A eficácia da misericórdia

Por Luiz Alexandre Solano Rossi

A misericórdia exige a aproximação; somos sempre misericordiosos em relação a alguém; no isolamento enclausuramos a misericórdia e acrisolamos a própria vida. Todas as vezes que não caminhamos misericordiosamente em direção às pessoas estamos, na verdade, sonegando a elas porção generosa da misericórdia de Deus.

Introdução

Vivemos num mundo que é marcado por feridas abertas que tendem a afetar a todos. Ninguém está imune numa sociedade repleta de predadores sociais. Vivemos num ambiente tão competitivo que nos leva a perceber o outro como um competidor que deve ser vencido; deixamos de olhar aqueles (as) que estão ao nosso redor como se fossem irmãos, e presumimos que sejam nossos adversários. E diante de adversários, a única arma possível seria partir para o ataque. Como viver num ambiente em que nos movemos pelo medo de ser surpreendido por um ataque? Como gerar misericórdia numa sociedade que respira violência?

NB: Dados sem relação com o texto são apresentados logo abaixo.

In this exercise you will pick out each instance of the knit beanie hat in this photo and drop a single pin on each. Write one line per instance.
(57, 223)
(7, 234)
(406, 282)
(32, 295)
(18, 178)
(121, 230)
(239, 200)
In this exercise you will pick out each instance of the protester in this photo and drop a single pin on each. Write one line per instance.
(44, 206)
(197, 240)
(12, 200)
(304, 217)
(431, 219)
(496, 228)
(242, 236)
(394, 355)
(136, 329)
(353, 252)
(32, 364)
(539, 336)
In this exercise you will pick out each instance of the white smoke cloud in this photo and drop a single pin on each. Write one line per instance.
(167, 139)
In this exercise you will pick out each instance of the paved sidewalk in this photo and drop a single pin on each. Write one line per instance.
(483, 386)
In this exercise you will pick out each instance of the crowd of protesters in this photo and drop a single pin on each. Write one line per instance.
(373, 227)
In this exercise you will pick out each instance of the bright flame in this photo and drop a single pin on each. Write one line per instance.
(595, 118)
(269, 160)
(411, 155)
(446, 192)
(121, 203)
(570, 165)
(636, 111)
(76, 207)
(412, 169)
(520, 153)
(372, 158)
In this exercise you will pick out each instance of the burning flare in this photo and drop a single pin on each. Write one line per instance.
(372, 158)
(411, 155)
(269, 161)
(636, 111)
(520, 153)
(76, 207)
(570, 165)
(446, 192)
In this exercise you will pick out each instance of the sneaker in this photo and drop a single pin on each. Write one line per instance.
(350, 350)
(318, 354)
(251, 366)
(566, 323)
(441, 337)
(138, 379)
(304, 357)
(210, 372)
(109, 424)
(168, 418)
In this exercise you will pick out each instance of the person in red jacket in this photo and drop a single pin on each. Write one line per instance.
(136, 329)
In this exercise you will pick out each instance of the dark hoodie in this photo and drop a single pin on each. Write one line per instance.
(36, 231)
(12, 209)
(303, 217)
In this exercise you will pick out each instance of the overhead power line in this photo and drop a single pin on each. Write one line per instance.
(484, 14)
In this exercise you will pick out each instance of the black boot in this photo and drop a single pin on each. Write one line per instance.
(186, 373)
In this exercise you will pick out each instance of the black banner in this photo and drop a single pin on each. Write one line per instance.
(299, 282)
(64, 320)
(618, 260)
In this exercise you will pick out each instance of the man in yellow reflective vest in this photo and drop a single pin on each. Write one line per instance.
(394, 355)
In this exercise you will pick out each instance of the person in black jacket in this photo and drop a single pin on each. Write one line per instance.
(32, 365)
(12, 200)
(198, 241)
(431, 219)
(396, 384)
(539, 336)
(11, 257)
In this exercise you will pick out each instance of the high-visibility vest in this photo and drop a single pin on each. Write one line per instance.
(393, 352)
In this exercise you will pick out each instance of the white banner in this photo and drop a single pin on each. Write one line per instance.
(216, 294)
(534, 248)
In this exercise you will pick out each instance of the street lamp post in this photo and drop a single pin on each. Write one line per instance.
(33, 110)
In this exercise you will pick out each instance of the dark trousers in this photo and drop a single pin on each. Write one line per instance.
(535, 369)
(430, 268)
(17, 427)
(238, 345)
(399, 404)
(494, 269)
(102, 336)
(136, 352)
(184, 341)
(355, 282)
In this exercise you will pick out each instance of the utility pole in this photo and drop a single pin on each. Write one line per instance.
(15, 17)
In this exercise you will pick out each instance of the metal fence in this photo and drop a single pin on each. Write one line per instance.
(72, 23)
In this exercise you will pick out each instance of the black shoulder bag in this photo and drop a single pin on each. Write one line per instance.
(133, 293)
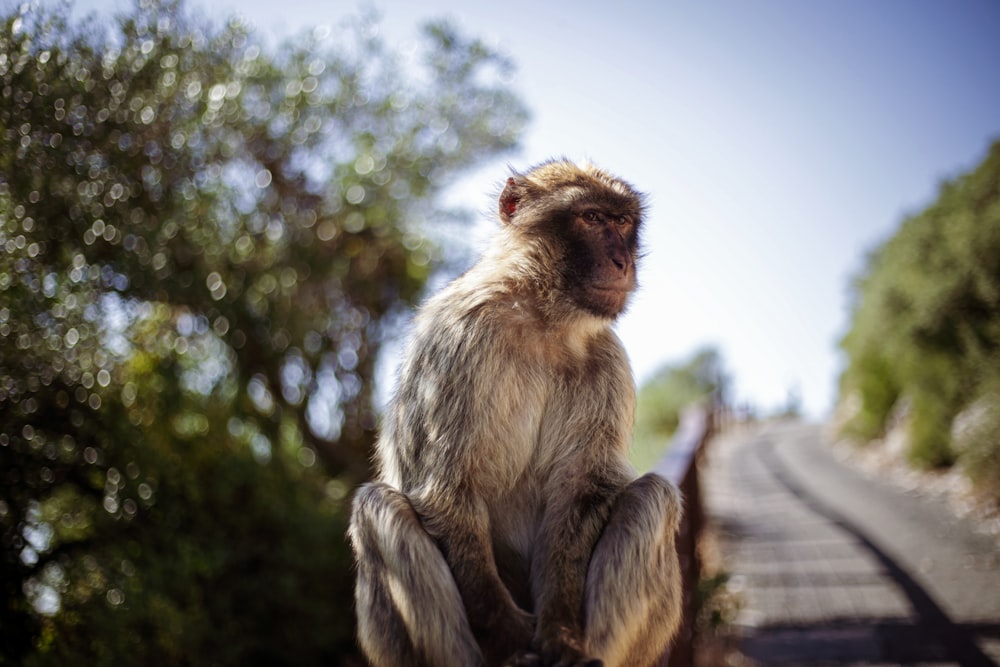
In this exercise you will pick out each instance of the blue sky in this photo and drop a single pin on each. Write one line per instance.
(779, 141)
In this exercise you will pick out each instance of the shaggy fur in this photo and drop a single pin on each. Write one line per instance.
(506, 526)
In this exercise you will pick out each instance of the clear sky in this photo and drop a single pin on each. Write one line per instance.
(778, 140)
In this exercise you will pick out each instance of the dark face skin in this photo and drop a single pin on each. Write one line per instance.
(600, 259)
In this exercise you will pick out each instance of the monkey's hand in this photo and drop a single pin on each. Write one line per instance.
(565, 650)
(509, 638)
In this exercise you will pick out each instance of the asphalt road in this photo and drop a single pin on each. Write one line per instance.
(834, 567)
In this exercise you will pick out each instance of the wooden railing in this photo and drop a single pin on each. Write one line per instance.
(680, 465)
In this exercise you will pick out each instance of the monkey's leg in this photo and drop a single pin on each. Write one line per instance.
(409, 609)
(633, 595)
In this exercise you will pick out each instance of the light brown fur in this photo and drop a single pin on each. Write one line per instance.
(506, 524)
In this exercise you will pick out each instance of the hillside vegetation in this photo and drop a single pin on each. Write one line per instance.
(923, 348)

Duas expressões, entre tantas, se sobressaem, na Bula de proclamação do Jubileu Extraordinário da Misericórdia: “um programa de vida” e “estilo de vida” (MV, n. 13). Faço destaque a fim de salientar que a misericórdia deveria ser entendida como se fosse uma segunda pele do cristão. No entanto, somos mais ágeis na arte de condenar e criticar as pessoas do que na arte da misericórdia. Gastamos em uma e economizamos na outra. Até parece que falta espaço para prática da misericórdia em nossa agenda.

  1. Profetismo e conversão para a misericórdia

A única possível resposta à pergunta inicial que posso encontrar na literatura bíblica pode ser resumida numa expressão: conversão. De uma cultura de violência e de agressões, deveríamos nos converter a uma cultura de misericórdia. Porém, certa atenção é necessária: toda conversão deveria ser vista, simultaneamente, como pessoal e comunitária. É possível dizer que foram especialmente os profetas que convocaram o povo de Deus à conversão. Ao lermos Amós 5,14-15, Isaías 1,16-17 e Oseias 10,12 e 12,7, ficamos com a nítida impressão de que a conversão não se limita à esfera privada. Ao romper com os limites da esfera privada, a conversão nos leva a uma decisão que tem implicações políticas e econômicas. Talvez pudéssemos dizer que a fé possui uma função pública. Afinal, não somos chamados a viver dentro de quatro paredes e, dessa forma, isolados de tudo e de todos. O espaço por excelência do exercício da fé se encontra na realidade do cotidiano.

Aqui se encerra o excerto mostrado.